Tokenisation is a foundational step in NLP pipelines, directly influencing language model input representation and downstream performance. Existing tokenisers like BPE and Unigram rely on greedy, locally optimal merges, which fail to guarantee global optimality, limiting compression efficiency and model generalization. ConvexTok addresses this by formulating tokeniser construction as a convex optimization problem, enabling near-global optimal solutions and providing theoretical compression lower bounds. This bridges a critical gap in tokeniser design, offering both practical improvements and theoretical guarantees. The approach advances the field from heuristic-driven tokenisation to principled, optimization-based design, with significant implications for large-scale language model training and efficiency.

Technical Contribution

The paper's key technical contribution is the reformulation of tokeniser construction as a shortest path problem on a colored directed acyclic graph (DAG), which is then modeled as an integer program. By applying convex relaxation, the integer program is converted into a linear program solvable by modern LP solvers, enabling efficient approximation of the NP-hard problem. The authors design multiple rounding strategies to discretize the LP solutions into practical vocabularies, balancing compression and generalization. Additionally, the method provides a provable lower bound on achievable compression, allowing users to certify the optimality gap of any tokeniser. This combination of theoretical rigor and practical algorithm design marks a substantial advancement over prior greedy or heuristic methods.

Novelty

ConvexTok is the first work to systematically cast tokeniser construction as a convex optimization problem and solve it via LP relaxation, departing fundamentally from traditional greedy approaches like BPE and Unigram. Unlike prior methods that focus on local merges or probabilistic selection, ConvexTok offers a global optimization perspective with theoretical guarantees and a compression lower bound certificate. This represents a novel integration of polyhedral combinatorics and NLP tokenisation, providing both new theoretical insights and practical algorithms.

Limitations

  • ConvexTok's LP solver exhibits longer runtimes at smaller vocabulary sizes (e.g., 8k), limiting efficiency in low-resource settings.
  • The tokeniser's vocabulary stability is lower than BPE's, showing sensitivity to training data sampling, which may affect generalization.
  • Rounding schemes require further refinement; for example, the integral-only rounding underperforms in compression and downstream tasks compared to other strategies.

Future Work

Future research directions include developing more efficient and stable rounding algorithms to improve vocabulary robustness and downstream performance. Extending the convex optimization framework to multi-objective settings, incorporating semantic fidelity and multilingual adaptability, is another promising avenue. Additionally, integrating ConvexTok with end-to-end language model training for dynamic tokeniser adaptation could enhance overall model efficiency and generalization.

AI Executive Summary

Tokenisation is a fundamental step in natural language processing (NLP), converting raw text into discrete tokens that language models can process. Traditional tokenisation algorithms, such as Byte-Pair Encoding (BPE) and Unigram models, rely on greedy heuristics that iteratively merge frequent byte pairs or select high-probability subwords. While effective and widely adopted, these methods do not guarantee globally optimal vocabularies, potentially limiting compression efficiency and downstream model performance. This paper introduces ConvexTok, a novel tokeniser construction framework based on convex relaxations, which addresses these limitations by formulating tokeniser design as a global optimization problem.

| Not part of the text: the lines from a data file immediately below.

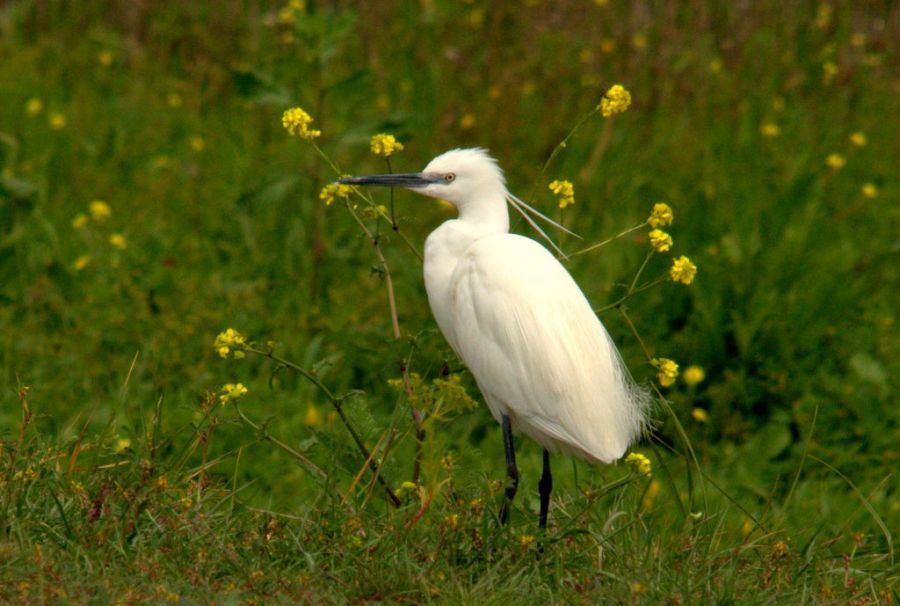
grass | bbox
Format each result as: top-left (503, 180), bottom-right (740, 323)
top-left (0, 0), bottom-right (900, 604)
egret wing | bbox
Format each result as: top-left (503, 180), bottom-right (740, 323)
top-left (451, 234), bottom-right (647, 462)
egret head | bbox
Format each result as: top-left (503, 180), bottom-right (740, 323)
top-left (338, 147), bottom-right (507, 208)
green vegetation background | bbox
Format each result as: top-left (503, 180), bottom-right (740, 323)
top-left (0, 0), bottom-right (900, 604)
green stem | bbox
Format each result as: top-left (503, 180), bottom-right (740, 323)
top-left (242, 346), bottom-right (400, 507)
top-left (528, 106), bottom-right (600, 200)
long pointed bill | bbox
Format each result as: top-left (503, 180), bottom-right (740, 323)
top-left (336, 173), bottom-right (441, 189)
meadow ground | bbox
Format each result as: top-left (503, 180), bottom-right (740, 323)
top-left (0, 0), bottom-right (900, 604)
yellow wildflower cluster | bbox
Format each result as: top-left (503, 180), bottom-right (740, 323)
top-left (72, 255), bottom-right (91, 271)
top-left (370, 133), bottom-right (403, 158)
top-left (759, 122), bottom-right (781, 139)
top-left (281, 107), bottom-right (322, 140)
top-left (109, 234), bottom-right (128, 250)
top-left (548, 180), bottom-right (575, 208)
top-left (669, 255), bottom-right (697, 285)
top-left (219, 383), bottom-right (247, 406)
top-left (213, 328), bottom-right (247, 360)
top-left (650, 229), bottom-right (672, 252)
top-left (681, 366), bottom-right (706, 387)
top-left (25, 97), bottom-right (44, 117)
top-left (319, 183), bottom-right (353, 206)
top-left (113, 436), bottom-right (131, 454)
top-left (278, 0), bottom-right (306, 25)
top-left (654, 358), bottom-right (678, 387)
top-left (625, 452), bottom-right (653, 476)
top-left (88, 200), bottom-right (112, 222)
top-left (825, 154), bottom-right (847, 171)
top-left (600, 84), bottom-right (631, 118)
top-left (647, 202), bottom-right (675, 227)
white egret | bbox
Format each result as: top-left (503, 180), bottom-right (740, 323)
top-left (338, 148), bottom-right (649, 527)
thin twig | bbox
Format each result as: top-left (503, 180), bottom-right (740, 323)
top-left (569, 221), bottom-right (647, 258)
top-left (347, 202), bottom-right (425, 483)
top-left (242, 346), bottom-right (400, 507)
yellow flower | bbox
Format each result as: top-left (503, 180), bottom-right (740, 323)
top-left (219, 383), bottom-right (247, 405)
top-left (88, 200), bottom-right (112, 221)
top-left (772, 541), bottom-right (788, 558)
top-left (641, 480), bottom-right (661, 511)
top-left (598, 84), bottom-right (631, 118)
top-left (850, 131), bottom-right (869, 147)
top-left (109, 234), bottom-right (128, 250)
top-left (50, 112), bottom-right (68, 130)
top-left (825, 154), bottom-right (847, 170)
top-left (25, 97), bottom-right (44, 116)
top-left (213, 328), bottom-right (247, 359)
top-left (625, 452), bottom-right (653, 476)
top-left (319, 183), bottom-right (353, 206)
top-left (669, 256), bottom-right (697, 285)
top-left (654, 358), bottom-right (678, 387)
top-left (682, 366), bottom-right (706, 387)
top-left (370, 133), bottom-right (403, 158)
top-left (759, 122), bottom-right (781, 139)
top-left (647, 202), bottom-right (675, 227)
top-left (281, 107), bottom-right (322, 140)
top-left (548, 180), bottom-right (575, 208)
top-left (72, 255), bottom-right (91, 271)
top-left (650, 229), bottom-right (672, 252)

ConvexTok begins by representing the tokenisation problem as a shortest path problem on a colored directed acyclic graph (DAG), where vertices correspond to byte positions and edges represent candidate tokens. This graph formulation is then encoded as an integer program (IP) capturing vocabulary selection and segmentation constraints. Recognizing the NP-hardness of the IP, the authors apply convex relaxation to transform it into a linear program (LP), which can be efficiently solved using modern convex optimization solvers. To convert the LP's fractional solutions into discrete vocabularies, three rounding schemes—deterministic, biased, and integral-only—are proposed, each balancing compression and generalization differently.

The convex relaxation approach not only yields near-optimal tokenisers but also provides a theoretical lower bound on achievable compression, enabling users to certify the optimality gap of any tokeniser. Experiments on the large-scale ClimbMix400B dataset demonstrate that ConvexTok achieves compression rates within 1% of the LP lower bound across vocabulary sizes ranging from 8k to 256k, outperforming traditional BPE by a significant margin. Intrinsic tokenisation metrics such as vocabulary utilization and type-token ratio consistently favor ConvexTok's Bias rounding strategy. Moreover, language models trained with ConvexTok tokenisers exhibit improved Bits-per-byte (BpB) scores and more stable performance on CORE downstream tasks, particularly with the deterministic rounding scheme.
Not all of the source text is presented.